BI Rate Turun (Lagi), Bisakah Pak Agus? (Bagian 1 dari 2 Tulisan)

Presiden Joko Widodo mengungkapkan, pada saat kunjungannya ke Danau Toba, bahwa beliau akan sangat senang jika tingat suku bunga pinjaman dapat terus menurun seiring dengan menurunnya tingat infasi yang mencapai 4% saat ini. Sebagai mantan pengusaha mebel, presiden sangat senang jika tingkat bunga terus menurun untuk mendorong tercapainya pertumbuhan ekonomi sebesar 7%, sebagaimana yang ditargetkannya tiga tahun sebelumnya, pada saat dirinya menggantikan presiden SBY. Dengan kondisi tingkat pertumbuhan ekonomi yang masih stuck pada tingkat 5%, melalui penurunan tingkat suku bunga, Presiden berharap cost of fund akan semakin rendah dan dapat mendorong kemampuan kompetisi produk pengusaha dalam negeri (Bloomberg, 17/10/2017; 9:37 AM GMT+7).

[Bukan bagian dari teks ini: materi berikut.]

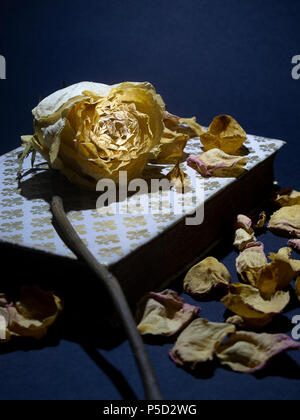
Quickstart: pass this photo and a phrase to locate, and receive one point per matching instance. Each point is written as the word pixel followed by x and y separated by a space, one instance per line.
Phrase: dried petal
pixel 261 220
pixel 224 133
pixel 217 163
pixel 246 301
pixel 35 312
pixel 164 313
pixel 177 177
pixel 286 221
pixel 250 262
pixel 198 342
pixel 295 243
pixel 242 238
pixel 287 197
pixel 206 277
pixel 248 352
pixel 244 222
pixel 297 287
pixel 177 131
pixel 278 274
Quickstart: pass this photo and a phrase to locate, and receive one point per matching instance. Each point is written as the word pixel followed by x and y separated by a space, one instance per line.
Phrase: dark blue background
pixel 205 58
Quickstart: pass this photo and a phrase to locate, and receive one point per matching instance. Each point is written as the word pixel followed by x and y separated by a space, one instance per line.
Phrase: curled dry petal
pixel 248 352
pixel 244 222
pixel 224 133
pixel 91 130
pixel 278 274
pixel 287 197
pixel 242 238
pixel 217 163
pixel 286 221
pixel 206 277
pixel 164 313
pixel 295 243
pixel 250 262
pixel 177 177
pixel 34 312
pixel 297 287
pixel 198 342
pixel 177 131
pixel 260 220
pixel 247 302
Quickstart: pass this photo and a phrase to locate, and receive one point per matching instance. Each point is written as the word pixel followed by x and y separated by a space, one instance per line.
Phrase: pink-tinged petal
pixel 248 352
pixel 164 313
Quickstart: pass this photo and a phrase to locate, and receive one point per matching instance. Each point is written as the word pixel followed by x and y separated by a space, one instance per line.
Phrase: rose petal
pixel 250 262
pixel 248 352
pixel 206 277
pixel 246 301
pixel 286 221
pixel 35 312
pixel 287 197
pixel 198 342
pixel 244 222
pixel 242 238
pixel 297 287
pixel 217 163
pixel 295 243
pixel 164 313
pixel 224 133
pixel 177 177
pixel 260 221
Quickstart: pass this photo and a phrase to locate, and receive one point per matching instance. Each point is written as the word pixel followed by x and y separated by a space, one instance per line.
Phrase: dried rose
pixel 224 133
pixel 246 301
pixel 164 313
pixel 217 163
pixel 286 221
pixel 91 130
pixel 198 342
pixel 206 277
pixel 247 352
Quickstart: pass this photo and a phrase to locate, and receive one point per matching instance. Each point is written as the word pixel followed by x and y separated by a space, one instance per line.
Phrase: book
pixel 145 250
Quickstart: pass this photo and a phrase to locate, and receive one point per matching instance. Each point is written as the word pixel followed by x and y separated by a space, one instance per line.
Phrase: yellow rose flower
pixel 90 131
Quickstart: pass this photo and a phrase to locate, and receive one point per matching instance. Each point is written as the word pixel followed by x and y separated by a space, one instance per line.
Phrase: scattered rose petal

BI Rate Turun (Lagi), Bisakah Pak Agus? (Bagian 1 dari 2 Tulisan)
Muslimin (Akademisi FEB Unila)

Apa yang diungkapkan oleh Presiden, sejatinya merupakan harapan kepada Gubernur Bank Indonesia, Bapak Agus Martowardoyo. Pak Agus sendiri, dalam merespon permintaan tersebut, akan mengkaji terlebih dahulu data-data ekonomi sebelum mengambil kebijakan yang searah dengan kemauan Presiden Joko Widodo. Presiden sendiri, juga menyadari, bahwa Bank Indonesia, tidak dapat serta merta mengikuti kemauan pemerintah untuk menurunkan tingkat suku bunga. Dengan UU No 3 Tahun 2004 tentang Perubahan Atas Undang-Undang Republik Indonesia Nomor 23 Tahun 1999 Tentang Bank Indonesia, pemerintah tidak dapat lagi mengintervensi kebijakan Bank Indonesia dalam menentukan kebijakannya. UU dimaksud, telah menempatkan Bank Indonesia sebagai otoritas tersendiri, yang memiliki independensi dalam mengambil dan menjalankan setiap kebijakannya.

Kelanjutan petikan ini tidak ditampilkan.